Mit dieser Frage beschäftigte sich ein Forschungs­team um Iniobong Essien. Dazu entwickelten die Forschenden ein Computer­spiel, in dem sich deutsche Teilnehmende virtuell als PassantInnen auf der Straße befanden. Auf ihrer Straßenseite erschien dann ein Mann, dessen Äußeres entweder das eines typisch weißen Deutschen oder das eines typisch türkischstämmigen Deutschen widerspiegelte. Türkischstämmige Deutsche wurden als Zielpersonen gewählt, da diese Gruppe die größte ethnische Minderheit in der Bundes­republik darstellt. Der Mann, der den Teilnehmenden virtuell begegnete, hielt entweder ein Messer in der Hand oder einen neutralen Gegenstand, wie beispielsweise ein Smartphone. Die Teilnehmenden hatten die Aufgabe, möglichst schnell auf den Mann zu reagieren. War der Mann mit einem Messer bewaffnet, sollten sie die Straßenseite wechseln. War der Mann unbewaffnet, sollten sie auf der Straßenseite verbleiben und auf ihn zugehen.

Wie vermutet zeigte sich, dass die Teilnehmenden bei virtuellen Begegnungen mit einem bewaffneten Mann die Straßenseite schneller wechselten, wenn sein Äußeres dem eines typisch türkischstämmigen statt dem eines typisch weißen Deutschen entsprach. Außerdem benötigten die Teilnehmenden länger für ihre Entscheidung, auf einen unbewaffneten Mann zuzugehen, wenn dieser augenscheinlich türkischer Abstammung war.
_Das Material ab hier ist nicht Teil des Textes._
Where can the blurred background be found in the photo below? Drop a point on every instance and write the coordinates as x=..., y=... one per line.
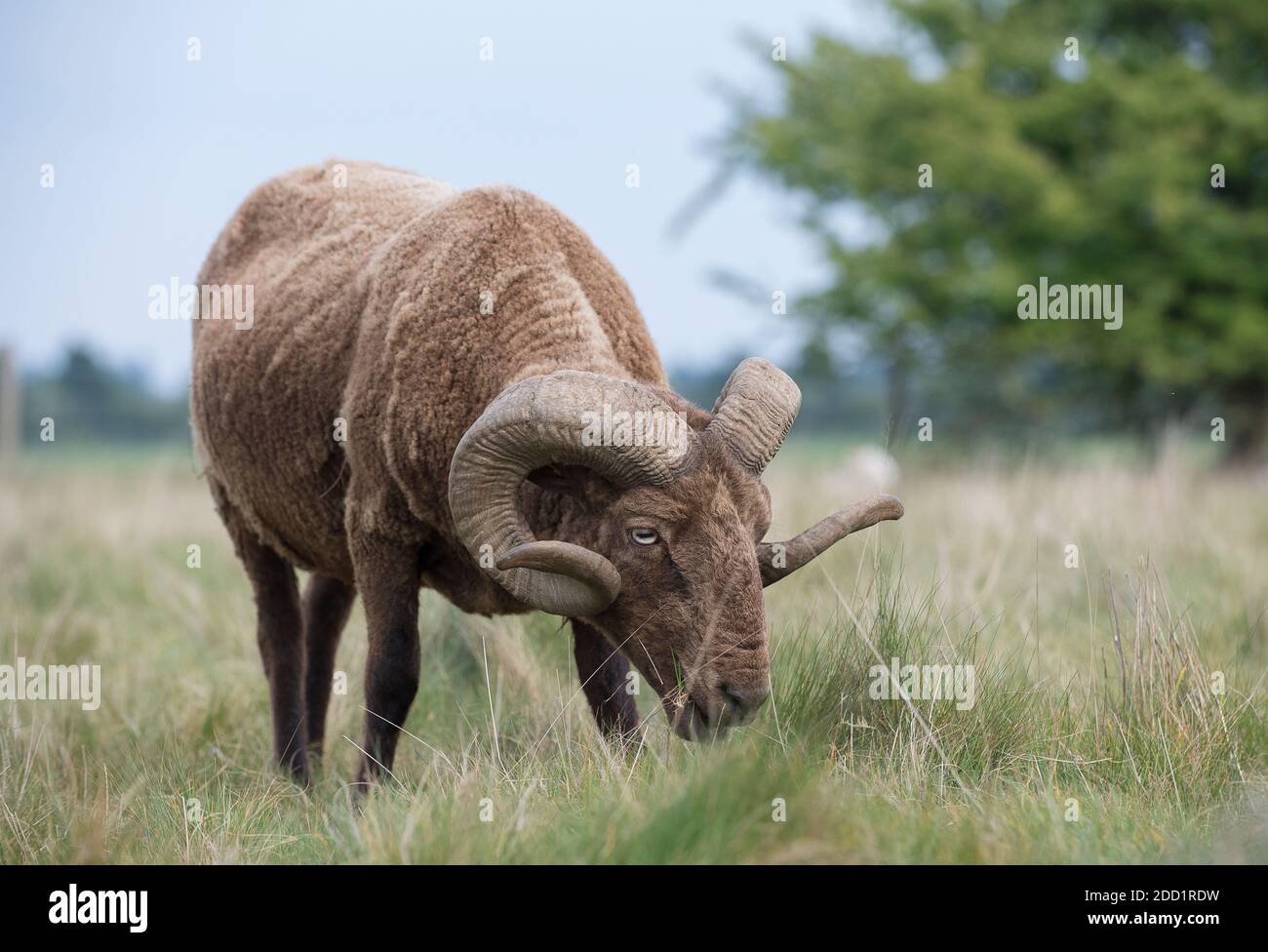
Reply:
x=854, y=190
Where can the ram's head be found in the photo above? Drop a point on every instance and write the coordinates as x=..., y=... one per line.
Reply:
x=655, y=524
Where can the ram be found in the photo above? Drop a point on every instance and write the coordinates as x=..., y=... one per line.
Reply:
x=455, y=389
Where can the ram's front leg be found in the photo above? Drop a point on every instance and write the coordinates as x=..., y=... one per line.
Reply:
x=604, y=677
x=387, y=575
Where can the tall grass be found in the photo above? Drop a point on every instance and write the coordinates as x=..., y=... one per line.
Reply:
x=1119, y=709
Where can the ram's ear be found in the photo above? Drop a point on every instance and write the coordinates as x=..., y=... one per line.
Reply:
x=577, y=482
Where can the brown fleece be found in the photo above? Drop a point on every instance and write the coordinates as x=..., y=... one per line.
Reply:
x=368, y=309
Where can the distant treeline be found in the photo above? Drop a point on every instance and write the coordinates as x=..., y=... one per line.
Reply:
x=89, y=401
x=93, y=401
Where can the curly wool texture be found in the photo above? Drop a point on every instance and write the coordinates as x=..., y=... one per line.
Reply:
x=402, y=307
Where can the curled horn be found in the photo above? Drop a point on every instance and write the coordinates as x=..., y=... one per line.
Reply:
x=780, y=559
x=543, y=421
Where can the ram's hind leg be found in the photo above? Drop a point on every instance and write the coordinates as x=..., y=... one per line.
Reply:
x=279, y=631
x=328, y=604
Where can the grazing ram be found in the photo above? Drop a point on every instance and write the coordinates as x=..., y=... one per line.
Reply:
x=511, y=443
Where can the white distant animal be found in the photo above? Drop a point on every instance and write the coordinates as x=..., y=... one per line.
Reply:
x=873, y=468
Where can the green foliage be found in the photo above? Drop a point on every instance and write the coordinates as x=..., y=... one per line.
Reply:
x=90, y=402
x=1089, y=170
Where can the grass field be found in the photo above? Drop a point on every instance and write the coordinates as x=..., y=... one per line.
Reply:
x=1120, y=706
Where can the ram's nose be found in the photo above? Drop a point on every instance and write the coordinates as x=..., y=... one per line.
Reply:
x=742, y=700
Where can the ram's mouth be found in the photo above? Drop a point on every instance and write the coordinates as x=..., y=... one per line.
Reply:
x=692, y=722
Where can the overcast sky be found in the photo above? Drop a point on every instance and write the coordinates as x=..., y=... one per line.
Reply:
x=152, y=152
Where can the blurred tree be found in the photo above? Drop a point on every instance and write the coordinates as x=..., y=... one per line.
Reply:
x=1069, y=139
x=92, y=402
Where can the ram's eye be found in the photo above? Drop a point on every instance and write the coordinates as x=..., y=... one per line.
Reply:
x=645, y=536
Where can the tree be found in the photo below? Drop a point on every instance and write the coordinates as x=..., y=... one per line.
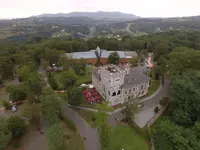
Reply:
x=55, y=137
x=5, y=134
x=23, y=72
x=186, y=98
x=16, y=93
x=129, y=111
x=52, y=82
x=44, y=63
x=51, y=109
x=69, y=78
x=16, y=126
x=134, y=61
x=161, y=49
x=75, y=96
x=114, y=58
x=98, y=53
x=104, y=135
x=32, y=112
x=52, y=56
x=34, y=87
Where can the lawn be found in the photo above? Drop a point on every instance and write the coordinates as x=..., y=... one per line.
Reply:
x=155, y=84
x=100, y=106
x=57, y=76
x=74, y=140
x=89, y=115
x=124, y=137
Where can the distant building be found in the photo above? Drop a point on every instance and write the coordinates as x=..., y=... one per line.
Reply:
x=91, y=57
x=118, y=84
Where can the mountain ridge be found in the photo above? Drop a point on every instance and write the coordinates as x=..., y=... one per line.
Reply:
x=93, y=15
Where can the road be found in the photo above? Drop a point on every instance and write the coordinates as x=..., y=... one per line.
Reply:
x=146, y=113
x=91, y=134
x=128, y=29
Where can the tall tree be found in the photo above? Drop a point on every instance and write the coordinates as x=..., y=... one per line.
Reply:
x=16, y=126
x=5, y=134
x=114, y=58
x=32, y=112
x=55, y=137
x=104, y=135
x=34, y=87
x=69, y=78
x=51, y=109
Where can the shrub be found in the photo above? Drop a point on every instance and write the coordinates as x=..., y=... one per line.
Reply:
x=16, y=126
x=6, y=104
x=156, y=109
x=16, y=144
x=141, y=131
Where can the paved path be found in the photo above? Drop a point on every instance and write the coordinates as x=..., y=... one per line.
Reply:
x=91, y=134
x=146, y=113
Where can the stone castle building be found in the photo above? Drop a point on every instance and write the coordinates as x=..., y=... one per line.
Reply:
x=118, y=84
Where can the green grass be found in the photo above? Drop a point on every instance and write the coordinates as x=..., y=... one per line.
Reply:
x=57, y=76
x=155, y=84
x=100, y=106
x=88, y=115
x=73, y=139
x=124, y=137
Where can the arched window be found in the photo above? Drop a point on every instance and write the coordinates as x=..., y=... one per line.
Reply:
x=114, y=94
x=118, y=93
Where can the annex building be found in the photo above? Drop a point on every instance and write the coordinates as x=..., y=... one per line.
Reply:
x=91, y=57
x=118, y=84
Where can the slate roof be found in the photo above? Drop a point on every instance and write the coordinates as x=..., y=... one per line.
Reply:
x=136, y=76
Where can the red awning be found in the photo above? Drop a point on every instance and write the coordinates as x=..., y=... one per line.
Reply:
x=97, y=97
x=95, y=94
x=88, y=95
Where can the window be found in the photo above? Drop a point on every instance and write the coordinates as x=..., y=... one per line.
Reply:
x=129, y=91
x=118, y=93
x=114, y=94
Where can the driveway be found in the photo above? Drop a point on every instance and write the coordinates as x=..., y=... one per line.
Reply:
x=91, y=134
x=145, y=113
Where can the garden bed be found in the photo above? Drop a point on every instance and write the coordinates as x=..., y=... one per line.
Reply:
x=94, y=119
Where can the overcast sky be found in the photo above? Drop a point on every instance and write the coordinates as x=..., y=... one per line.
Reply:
x=143, y=8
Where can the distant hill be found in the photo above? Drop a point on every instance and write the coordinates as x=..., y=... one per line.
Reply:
x=94, y=15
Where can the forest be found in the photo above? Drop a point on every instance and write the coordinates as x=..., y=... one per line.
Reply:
x=177, y=57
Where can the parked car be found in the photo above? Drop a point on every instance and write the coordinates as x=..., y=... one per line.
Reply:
x=14, y=108
x=140, y=105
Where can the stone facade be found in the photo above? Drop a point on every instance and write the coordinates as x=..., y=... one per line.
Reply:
x=117, y=84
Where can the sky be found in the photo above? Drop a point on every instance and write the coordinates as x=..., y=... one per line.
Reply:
x=142, y=8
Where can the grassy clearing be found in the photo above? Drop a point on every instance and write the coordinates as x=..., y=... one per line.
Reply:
x=74, y=140
x=155, y=84
x=89, y=116
x=100, y=106
x=124, y=137
x=57, y=76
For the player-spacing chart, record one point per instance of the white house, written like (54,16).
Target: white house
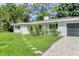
(67,26)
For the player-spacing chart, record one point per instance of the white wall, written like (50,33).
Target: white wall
(62,27)
(24,29)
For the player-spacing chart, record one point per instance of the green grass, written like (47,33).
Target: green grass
(12,44)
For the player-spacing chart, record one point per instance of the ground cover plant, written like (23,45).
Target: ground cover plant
(12,44)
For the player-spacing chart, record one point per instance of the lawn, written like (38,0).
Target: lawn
(12,44)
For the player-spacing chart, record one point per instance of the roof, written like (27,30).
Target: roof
(68,19)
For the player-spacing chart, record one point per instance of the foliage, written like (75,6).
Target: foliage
(11,13)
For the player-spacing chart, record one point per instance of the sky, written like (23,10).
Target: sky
(33,16)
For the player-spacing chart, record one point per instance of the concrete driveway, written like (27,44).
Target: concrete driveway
(67,46)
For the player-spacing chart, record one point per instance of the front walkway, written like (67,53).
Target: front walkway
(66,46)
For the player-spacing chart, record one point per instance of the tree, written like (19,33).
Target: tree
(11,13)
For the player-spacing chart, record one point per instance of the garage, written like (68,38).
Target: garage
(73,29)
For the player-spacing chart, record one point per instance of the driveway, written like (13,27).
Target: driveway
(67,46)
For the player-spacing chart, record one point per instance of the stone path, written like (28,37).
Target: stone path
(67,46)
(32,47)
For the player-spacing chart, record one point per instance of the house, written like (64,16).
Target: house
(67,26)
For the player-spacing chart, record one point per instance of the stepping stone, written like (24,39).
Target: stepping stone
(30,45)
(33,48)
(38,52)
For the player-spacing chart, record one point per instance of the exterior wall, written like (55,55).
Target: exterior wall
(16,30)
(62,28)
(25,29)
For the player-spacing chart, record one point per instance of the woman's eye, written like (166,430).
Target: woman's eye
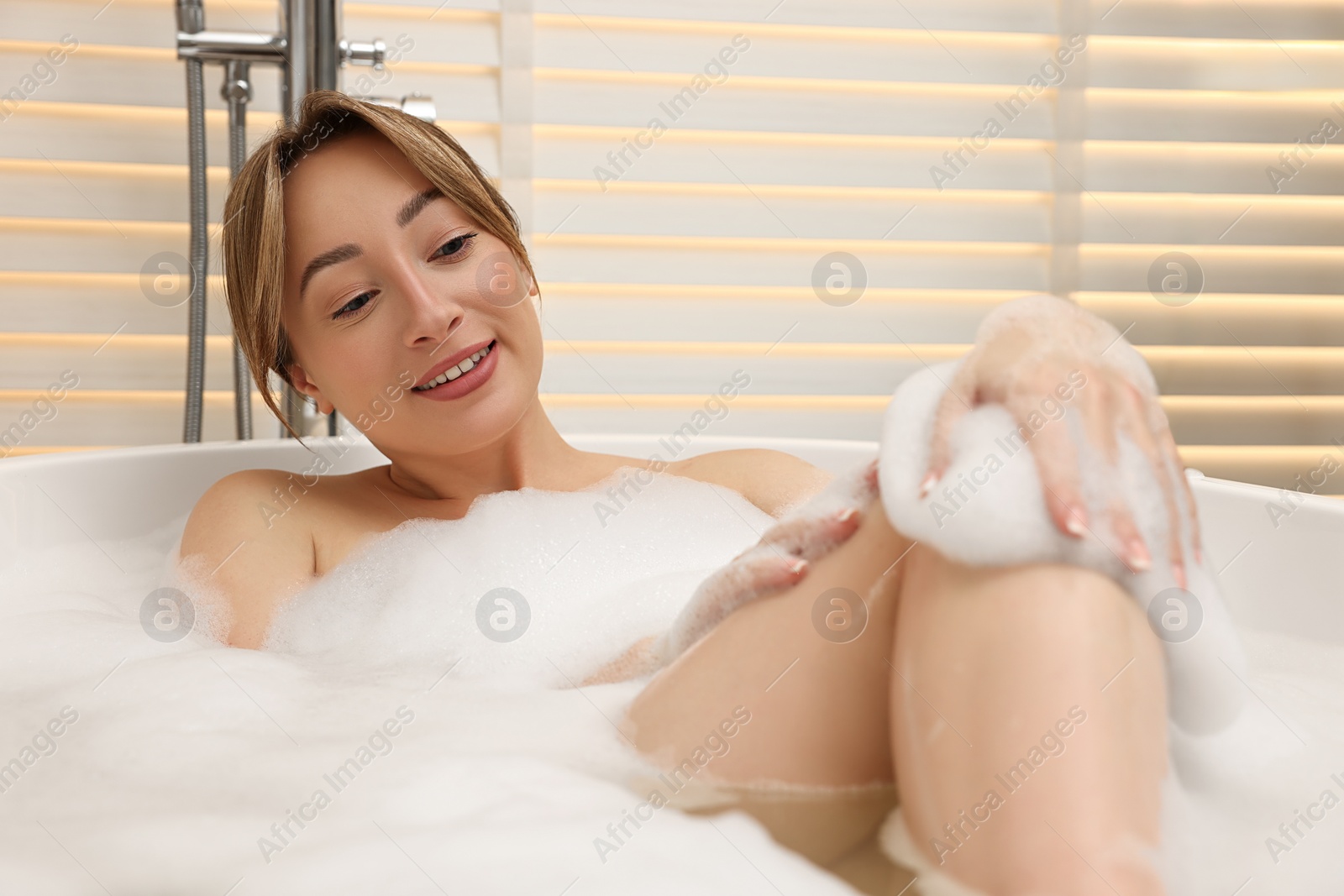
(354,305)
(454,246)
Die Ergebnisse legen nahe, dass der Shooter Bias kein rein amerikanisches Phänomen ist und nicht nur beim Gebrauch von Schusswaffen, sondern auch in alltäglichen Verhaltensweisen zum Tragen kommt. Da vermutlich vorherrschende negative Vorurteile gegenüber ethnischen Minderheiten den Shooter Bias bedingen, könnte eine größere Aufmerksamkeit für solche Vorurteile und deren Folgen dabei helfen, diesem entgegenzuwirken. Aufgabe weiterer Forschung wäre es zu untersuchen, inwieweit der Shooter Bias beispielsweise Gerichtsurteile beeinflusst, denn vor dem Gesetz sollte jeder gleich sein.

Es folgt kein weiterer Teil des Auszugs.